AAA/CASCA Executive Program Committee
Executive Session - Oral Presentation Session
Maple Razsa (Colby College)
In 2016 Ahmed H. was tried for terrorism in Hungary. A Syrian accompanying his elderly parents to Europe, Ahmed was detained following protests by hundreds of refugees against the abrupt closure of the Hungarian-Serbian border. Central to the prosecution’s case, which alleged that Ahmed led a crowd of refugees to attack the Hungarian state, were photos of him holding a megaphone amid the tense, and eventually violent, standoff between immobilized refugees and well-armed riot police. This trial could certainly be interpreted as a key episode in recent campaigns to criminalize human mobility.
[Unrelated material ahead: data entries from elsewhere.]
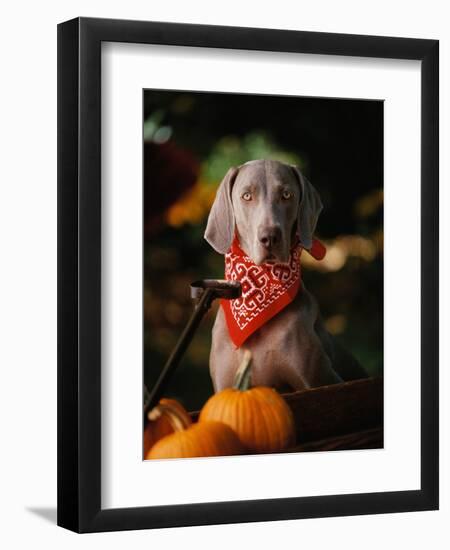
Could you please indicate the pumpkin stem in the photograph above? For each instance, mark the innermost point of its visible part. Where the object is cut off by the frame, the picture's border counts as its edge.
(243, 374)
(177, 422)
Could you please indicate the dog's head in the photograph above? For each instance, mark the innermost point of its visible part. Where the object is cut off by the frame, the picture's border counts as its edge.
(266, 203)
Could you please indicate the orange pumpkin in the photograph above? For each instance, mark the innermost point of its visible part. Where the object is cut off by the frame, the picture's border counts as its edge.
(260, 416)
(205, 439)
(160, 421)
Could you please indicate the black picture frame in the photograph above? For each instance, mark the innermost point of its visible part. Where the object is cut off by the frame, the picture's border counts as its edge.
(79, 274)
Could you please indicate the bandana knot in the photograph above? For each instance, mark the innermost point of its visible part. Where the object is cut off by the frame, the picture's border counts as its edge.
(266, 290)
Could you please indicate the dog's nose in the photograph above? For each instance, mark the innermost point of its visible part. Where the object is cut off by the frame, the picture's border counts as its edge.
(269, 236)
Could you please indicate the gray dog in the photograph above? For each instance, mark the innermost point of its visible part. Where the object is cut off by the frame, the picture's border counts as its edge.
(266, 205)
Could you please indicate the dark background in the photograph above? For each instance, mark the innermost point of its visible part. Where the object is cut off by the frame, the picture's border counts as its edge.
(190, 141)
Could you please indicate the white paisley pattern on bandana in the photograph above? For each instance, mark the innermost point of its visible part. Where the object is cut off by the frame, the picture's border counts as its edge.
(266, 290)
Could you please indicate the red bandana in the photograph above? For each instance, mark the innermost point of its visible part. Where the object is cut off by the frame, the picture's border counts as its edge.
(266, 289)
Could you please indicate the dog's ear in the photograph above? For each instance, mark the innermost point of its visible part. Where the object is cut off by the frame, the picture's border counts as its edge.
(220, 227)
(309, 210)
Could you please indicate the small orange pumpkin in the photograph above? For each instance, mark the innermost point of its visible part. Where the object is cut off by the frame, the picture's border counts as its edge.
(205, 439)
(160, 421)
(260, 416)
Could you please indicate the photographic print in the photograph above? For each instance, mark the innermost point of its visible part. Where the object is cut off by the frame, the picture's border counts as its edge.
(263, 274)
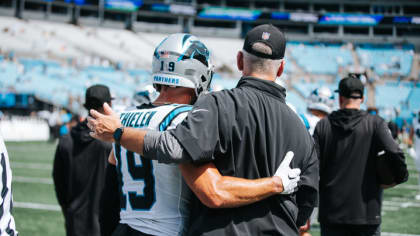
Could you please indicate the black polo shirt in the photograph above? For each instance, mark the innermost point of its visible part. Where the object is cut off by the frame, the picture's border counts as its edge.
(246, 132)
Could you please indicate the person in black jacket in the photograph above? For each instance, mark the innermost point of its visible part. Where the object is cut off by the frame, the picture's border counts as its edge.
(245, 132)
(348, 142)
(80, 167)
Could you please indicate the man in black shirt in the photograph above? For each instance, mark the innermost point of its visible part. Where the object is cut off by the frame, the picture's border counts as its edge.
(80, 167)
(245, 132)
(349, 141)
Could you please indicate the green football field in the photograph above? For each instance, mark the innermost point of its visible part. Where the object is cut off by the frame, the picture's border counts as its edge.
(37, 212)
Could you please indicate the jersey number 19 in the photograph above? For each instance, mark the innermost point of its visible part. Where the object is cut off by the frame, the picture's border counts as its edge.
(140, 173)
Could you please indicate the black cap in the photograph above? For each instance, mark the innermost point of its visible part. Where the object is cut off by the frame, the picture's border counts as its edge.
(270, 36)
(96, 96)
(351, 88)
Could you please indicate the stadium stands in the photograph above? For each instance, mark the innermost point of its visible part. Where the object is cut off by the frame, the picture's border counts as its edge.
(70, 58)
(386, 60)
(320, 58)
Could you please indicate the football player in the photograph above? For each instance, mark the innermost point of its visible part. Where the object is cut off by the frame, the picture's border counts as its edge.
(7, 222)
(416, 142)
(154, 198)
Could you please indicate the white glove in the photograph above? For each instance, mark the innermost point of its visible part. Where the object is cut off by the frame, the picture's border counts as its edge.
(289, 177)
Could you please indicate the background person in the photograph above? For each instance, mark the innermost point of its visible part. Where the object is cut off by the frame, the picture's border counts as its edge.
(348, 142)
(80, 164)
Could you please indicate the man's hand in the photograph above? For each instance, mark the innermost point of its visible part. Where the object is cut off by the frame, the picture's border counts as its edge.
(104, 125)
(289, 177)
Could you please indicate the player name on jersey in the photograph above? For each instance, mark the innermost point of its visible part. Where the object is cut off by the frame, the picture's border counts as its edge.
(136, 119)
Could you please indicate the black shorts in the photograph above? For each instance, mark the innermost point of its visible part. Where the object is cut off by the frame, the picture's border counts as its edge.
(125, 230)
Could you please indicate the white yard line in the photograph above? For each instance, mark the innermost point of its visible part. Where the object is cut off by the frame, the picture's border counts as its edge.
(38, 206)
(23, 179)
(408, 186)
(26, 165)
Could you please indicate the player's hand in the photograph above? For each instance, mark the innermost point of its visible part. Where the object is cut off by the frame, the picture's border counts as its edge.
(289, 177)
(305, 228)
(104, 125)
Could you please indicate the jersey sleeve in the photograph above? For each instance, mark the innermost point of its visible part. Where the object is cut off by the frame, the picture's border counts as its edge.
(177, 120)
(199, 132)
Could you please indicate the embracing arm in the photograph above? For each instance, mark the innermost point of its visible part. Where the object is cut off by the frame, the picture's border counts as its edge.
(156, 145)
(217, 191)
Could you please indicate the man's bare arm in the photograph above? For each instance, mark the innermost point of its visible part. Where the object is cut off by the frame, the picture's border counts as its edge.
(104, 125)
(217, 191)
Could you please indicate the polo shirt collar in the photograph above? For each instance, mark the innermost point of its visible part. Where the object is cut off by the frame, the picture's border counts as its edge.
(263, 85)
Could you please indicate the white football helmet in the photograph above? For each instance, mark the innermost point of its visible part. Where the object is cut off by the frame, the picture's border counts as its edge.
(321, 99)
(182, 60)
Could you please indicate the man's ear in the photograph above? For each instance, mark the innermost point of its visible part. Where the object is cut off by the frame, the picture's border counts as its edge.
(240, 61)
(281, 68)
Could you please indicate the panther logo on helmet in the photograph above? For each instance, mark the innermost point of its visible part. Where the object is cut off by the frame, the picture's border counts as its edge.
(182, 60)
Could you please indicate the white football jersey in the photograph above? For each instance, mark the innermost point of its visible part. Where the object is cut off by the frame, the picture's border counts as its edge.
(153, 196)
(310, 121)
(7, 222)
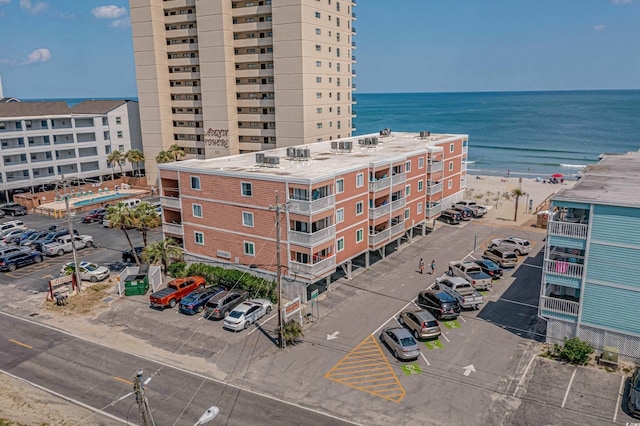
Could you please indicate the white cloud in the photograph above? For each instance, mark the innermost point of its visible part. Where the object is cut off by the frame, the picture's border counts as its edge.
(38, 55)
(33, 8)
(109, 12)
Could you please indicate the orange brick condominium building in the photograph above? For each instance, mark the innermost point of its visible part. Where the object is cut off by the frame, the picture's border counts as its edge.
(344, 198)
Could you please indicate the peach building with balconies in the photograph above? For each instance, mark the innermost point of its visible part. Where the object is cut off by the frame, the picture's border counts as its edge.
(344, 199)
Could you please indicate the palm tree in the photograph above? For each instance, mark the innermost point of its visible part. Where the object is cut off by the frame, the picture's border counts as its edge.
(116, 157)
(162, 252)
(122, 217)
(177, 151)
(517, 193)
(165, 157)
(145, 218)
(135, 157)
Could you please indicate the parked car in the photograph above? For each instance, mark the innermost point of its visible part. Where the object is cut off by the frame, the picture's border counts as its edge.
(247, 313)
(489, 268)
(439, 303)
(465, 213)
(422, 324)
(222, 303)
(401, 343)
(13, 209)
(89, 271)
(15, 260)
(127, 255)
(194, 302)
(519, 246)
(95, 215)
(451, 217)
(633, 399)
(504, 257)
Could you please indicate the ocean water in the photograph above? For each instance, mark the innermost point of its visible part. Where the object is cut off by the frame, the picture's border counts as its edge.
(526, 133)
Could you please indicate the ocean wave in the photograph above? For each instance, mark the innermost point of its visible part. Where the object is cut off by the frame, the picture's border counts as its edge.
(574, 166)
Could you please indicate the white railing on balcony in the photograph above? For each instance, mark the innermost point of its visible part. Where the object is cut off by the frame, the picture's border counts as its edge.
(559, 267)
(375, 239)
(170, 202)
(303, 206)
(398, 204)
(567, 229)
(434, 189)
(434, 167)
(306, 239)
(399, 178)
(317, 268)
(558, 305)
(172, 228)
(379, 211)
(432, 211)
(379, 185)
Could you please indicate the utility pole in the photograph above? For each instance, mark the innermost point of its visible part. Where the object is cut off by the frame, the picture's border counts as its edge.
(143, 403)
(279, 208)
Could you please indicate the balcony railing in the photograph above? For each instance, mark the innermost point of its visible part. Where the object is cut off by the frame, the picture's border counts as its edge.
(171, 202)
(559, 306)
(303, 206)
(172, 228)
(375, 239)
(317, 268)
(379, 211)
(563, 268)
(379, 185)
(567, 229)
(434, 189)
(308, 240)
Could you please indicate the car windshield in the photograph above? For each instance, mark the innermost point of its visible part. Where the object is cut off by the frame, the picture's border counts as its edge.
(408, 341)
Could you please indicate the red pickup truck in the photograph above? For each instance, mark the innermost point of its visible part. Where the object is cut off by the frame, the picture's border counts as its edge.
(175, 291)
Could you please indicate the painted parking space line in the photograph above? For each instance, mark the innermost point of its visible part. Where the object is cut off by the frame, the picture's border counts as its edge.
(367, 369)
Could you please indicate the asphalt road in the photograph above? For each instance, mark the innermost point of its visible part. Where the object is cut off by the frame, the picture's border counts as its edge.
(97, 376)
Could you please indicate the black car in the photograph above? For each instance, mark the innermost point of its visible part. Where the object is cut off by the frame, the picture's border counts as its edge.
(13, 209)
(489, 268)
(633, 400)
(15, 260)
(127, 255)
(442, 305)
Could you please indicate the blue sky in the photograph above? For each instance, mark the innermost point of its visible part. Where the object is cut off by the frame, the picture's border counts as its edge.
(70, 49)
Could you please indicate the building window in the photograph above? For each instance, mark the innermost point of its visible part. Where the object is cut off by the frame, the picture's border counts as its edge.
(247, 219)
(195, 183)
(198, 237)
(246, 189)
(249, 249)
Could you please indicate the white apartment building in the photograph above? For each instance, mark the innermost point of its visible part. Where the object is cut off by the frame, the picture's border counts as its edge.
(225, 77)
(41, 141)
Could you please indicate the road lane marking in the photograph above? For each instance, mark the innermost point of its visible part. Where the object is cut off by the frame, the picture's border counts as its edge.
(21, 344)
(566, 394)
(367, 369)
(120, 379)
(620, 392)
Ahmed’s conviction and eleven-year sentence do affirm the policies of the Orban regime, including its Trump-endorsed southern border wall. But the prosecution also offers an opportunity to ask questions central to this panel’s reconsideration of the politics of movements against borders, in both senses of the phrase. The events that came to be known as the “Röszke Riots” took place at the intersection of the multiple journeys of people on the move together with those who protested and demanded “open borders” when they found themselves immobilized. Drawing on years of fieldwork along the Balkan Route, we ask, who did Ahmed address with the megaphone? What kind of assemblies (Butler 2015; Hardt and Negri 2017) happened along the route and at Röszke? Who, in other words, is the collective subject of these movements? Do we have the conceptual tools, or the political imagination, to recognize this more plural political subject formed en route?